One important reason for activating plastic is changing the chemical cross linking pattern of it. So if plastic is
included in the construction of a fly-back transformer it could very well be that they are using irradiation to
modify it. The inside of a TV CRT support circuit is a nasty location because high voltage present creates
ozone, a highly reactive chemical and the HV field present cause other chemicals from the air to condense
there. So I would expect that they maybe trying to get a leg up by hardening plastic in a way it will eventually
experience within the TV circuit. But I would probably consider neutron activation of components irresponsible.
Remember too before we had semiconductors, we had 0A2 vacuum high voltage rectifier tubes apparently a
potent source of x-rays operating in that same circuit. So long live, LCD's Liquid Crystal Displays.

:S:MarkSCoffman

TinselKoala

Quote from: Vortex1 on April 28, 2014, 08:50:17 AM
TK said:

You might want to consider that the brass tube bobbin will act as a low ohmic shorted turn and soak up a lot of your switchers energy. It will need a vertical slot to avoid this. Best to use something non-metallic to avoid this and eddy losses.

(old switchmode designer)
Yes, I know. Don't the specified foils in Akula's coils also have this effect? I think they are continuous wraps all the way around.
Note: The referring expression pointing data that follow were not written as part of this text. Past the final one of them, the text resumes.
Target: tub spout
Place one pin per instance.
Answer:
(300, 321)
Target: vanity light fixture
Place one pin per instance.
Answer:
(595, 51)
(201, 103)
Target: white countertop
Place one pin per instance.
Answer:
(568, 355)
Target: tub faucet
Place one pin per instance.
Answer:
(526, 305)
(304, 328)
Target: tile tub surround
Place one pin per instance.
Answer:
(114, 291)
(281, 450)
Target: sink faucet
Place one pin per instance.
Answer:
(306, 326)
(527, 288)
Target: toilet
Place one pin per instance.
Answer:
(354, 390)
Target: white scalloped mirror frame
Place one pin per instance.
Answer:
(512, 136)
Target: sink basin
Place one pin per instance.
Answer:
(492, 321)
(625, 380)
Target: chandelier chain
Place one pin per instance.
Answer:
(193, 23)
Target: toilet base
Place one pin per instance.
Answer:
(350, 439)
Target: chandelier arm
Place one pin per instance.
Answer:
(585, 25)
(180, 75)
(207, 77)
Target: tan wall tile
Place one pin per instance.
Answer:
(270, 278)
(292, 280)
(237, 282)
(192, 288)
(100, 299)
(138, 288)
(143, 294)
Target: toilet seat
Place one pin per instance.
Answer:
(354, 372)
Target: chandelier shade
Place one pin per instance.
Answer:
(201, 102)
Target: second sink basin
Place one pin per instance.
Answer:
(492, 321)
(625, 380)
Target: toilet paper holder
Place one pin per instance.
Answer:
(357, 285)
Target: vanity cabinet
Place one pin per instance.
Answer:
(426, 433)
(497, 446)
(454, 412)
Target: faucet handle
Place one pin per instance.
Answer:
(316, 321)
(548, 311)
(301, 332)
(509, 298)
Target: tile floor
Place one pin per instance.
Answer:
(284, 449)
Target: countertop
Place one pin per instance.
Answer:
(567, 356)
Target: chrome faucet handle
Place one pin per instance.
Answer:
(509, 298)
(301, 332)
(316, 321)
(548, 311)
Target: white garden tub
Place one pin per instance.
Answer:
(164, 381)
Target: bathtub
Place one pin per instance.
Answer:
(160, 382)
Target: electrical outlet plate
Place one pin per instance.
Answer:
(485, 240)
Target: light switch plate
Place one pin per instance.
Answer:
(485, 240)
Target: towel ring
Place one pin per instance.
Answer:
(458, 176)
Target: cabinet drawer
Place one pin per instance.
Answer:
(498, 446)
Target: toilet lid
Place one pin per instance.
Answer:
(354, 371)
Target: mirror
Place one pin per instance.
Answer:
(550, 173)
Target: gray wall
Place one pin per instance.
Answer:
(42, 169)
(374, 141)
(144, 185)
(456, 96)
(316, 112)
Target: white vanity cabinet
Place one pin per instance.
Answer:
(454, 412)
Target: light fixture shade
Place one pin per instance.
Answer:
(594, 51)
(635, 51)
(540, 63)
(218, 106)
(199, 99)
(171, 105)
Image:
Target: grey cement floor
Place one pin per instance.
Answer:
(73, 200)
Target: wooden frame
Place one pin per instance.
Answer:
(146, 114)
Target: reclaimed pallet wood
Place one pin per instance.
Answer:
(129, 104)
I reasoned that the specific material (copper) is likely a small Red Herring, just a minnow, but the known electrical properties should be approximated if possible,  so I simply used the brass tube as a substitute, performing dual function of physical support and electrically connected "copper foil". Since I don't have any copper foil or tape in stock at the moment. For the other "foil" I used aluminum duct tape. But I'm told I have it connected incorrectly. Strange, considering my scopeshots.
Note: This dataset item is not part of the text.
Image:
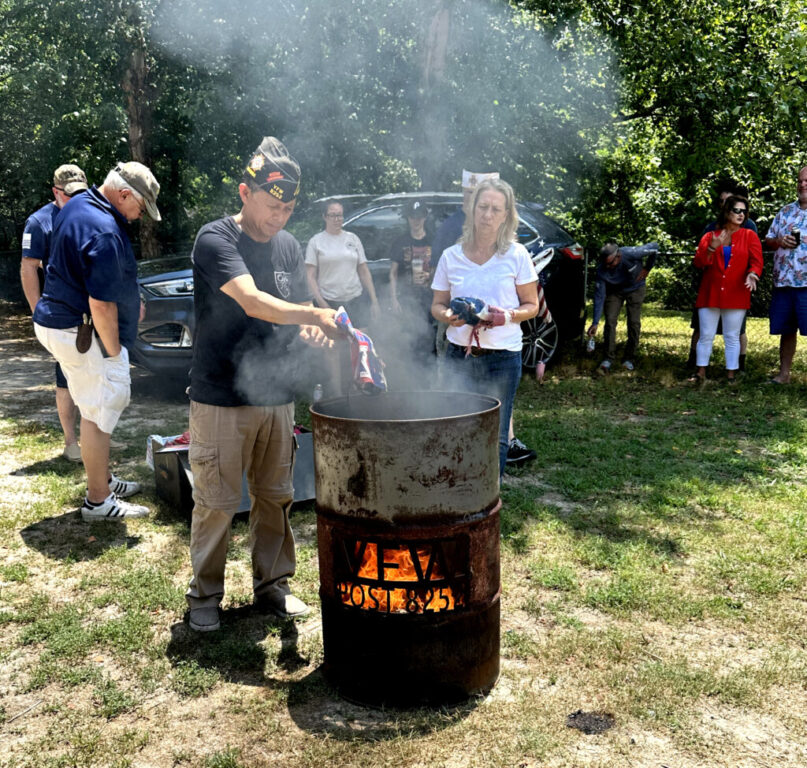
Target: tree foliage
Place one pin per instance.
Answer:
(617, 115)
Do we really think that these foils are the key to keeping the LEDs lit when the power is disconnected? Slot, eddys, or not?
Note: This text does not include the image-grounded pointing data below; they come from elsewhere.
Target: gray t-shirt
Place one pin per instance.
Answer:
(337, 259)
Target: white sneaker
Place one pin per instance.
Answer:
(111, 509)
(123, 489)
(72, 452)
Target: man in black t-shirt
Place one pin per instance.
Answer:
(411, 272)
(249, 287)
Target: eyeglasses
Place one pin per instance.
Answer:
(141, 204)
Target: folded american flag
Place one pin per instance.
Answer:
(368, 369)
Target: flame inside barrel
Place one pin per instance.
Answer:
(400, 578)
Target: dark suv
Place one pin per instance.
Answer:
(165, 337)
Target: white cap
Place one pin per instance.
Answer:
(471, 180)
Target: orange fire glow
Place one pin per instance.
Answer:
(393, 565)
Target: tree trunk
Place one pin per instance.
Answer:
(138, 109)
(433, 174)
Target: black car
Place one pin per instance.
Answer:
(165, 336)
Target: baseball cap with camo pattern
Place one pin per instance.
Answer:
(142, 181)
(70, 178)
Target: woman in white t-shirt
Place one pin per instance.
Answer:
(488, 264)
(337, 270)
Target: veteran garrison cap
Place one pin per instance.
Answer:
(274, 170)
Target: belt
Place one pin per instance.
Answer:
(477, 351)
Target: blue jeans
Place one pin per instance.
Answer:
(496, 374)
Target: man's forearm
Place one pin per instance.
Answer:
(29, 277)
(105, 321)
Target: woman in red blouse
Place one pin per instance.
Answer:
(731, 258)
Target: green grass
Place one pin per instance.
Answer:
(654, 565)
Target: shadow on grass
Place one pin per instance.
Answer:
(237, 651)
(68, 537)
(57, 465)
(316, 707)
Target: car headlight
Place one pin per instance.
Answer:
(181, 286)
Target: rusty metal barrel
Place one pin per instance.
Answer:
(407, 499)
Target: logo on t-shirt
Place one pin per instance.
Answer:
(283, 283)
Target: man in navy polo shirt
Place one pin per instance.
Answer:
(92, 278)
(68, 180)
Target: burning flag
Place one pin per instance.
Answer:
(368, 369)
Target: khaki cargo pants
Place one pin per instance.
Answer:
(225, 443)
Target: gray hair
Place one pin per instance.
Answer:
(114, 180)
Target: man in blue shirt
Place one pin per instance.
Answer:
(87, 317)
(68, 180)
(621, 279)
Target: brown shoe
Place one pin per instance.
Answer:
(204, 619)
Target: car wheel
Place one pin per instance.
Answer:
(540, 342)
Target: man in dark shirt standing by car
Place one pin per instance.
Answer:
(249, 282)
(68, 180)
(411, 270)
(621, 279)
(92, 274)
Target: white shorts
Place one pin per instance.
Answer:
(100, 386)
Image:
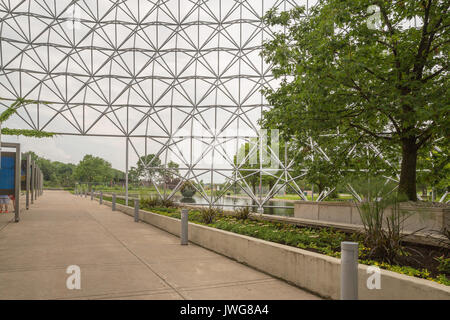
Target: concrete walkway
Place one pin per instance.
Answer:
(119, 259)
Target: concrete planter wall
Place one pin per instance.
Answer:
(347, 213)
(314, 272)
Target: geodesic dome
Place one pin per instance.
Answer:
(177, 78)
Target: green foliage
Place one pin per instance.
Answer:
(148, 167)
(155, 202)
(444, 264)
(242, 213)
(12, 109)
(94, 170)
(324, 240)
(382, 220)
(187, 189)
(27, 133)
(387, 86)
(208, 215)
I have learned a lot from my experimentation over the past day, and having slept on it, I am starting to come to some conclusions that might not be obvious to people who are only theorizing about things like magic radioactive Soviet ferrites without actually having done any comparison testing.

For example.... mull on this. In my apparatus the bursts of oscillations from the MC34063 chip are creating the sinusoid from the transistor side, by transformer action .... not the other way around, as I thought at first. When the chip is precisely tuned, it picks up ambient LF EM and makes rail-to-rail noise bursts, which override the chip's normal nicely rectangular pulsetrain output. This rail-to-rail noise is transformed by the coils into a sinusoidal response which is amplified somewhat by the transistor. There is a complicated feedback relationship, but the result is easy to confirm... once you have the burst oscillations and the sinusoid established by careful tuning of the trimpot, you can _remove the core_ from the coil set (or I can, anyway)... and you can then, by carefully re-tuning.... re-establish the exact same burst oscillations from the 34063 but of course now there won't be any, or very little, transformer effect so there won't be a sinusoid and the transistor or mosfet won't switch.

At the moment I am certain that my apparatus is responding to the mains powerline LF EM when precisely tuned. Sure, this is a "resonant" effect. But not having to do with the core, since it can happen without the core at all! The question then becomes, what in Akula's environment makes the 270 Hz LF EM that his circuit seems to be responding to? I am 99 percent sure that his board is also picking up and responding to ambient EM in this manner. This isn't the secret to keeping the LEDs lit after removing the obvious power wires, though! At least I see no way for this behaviour to couple power into the capacitors so that the chips and LEDs will keep running when the primary power is removed.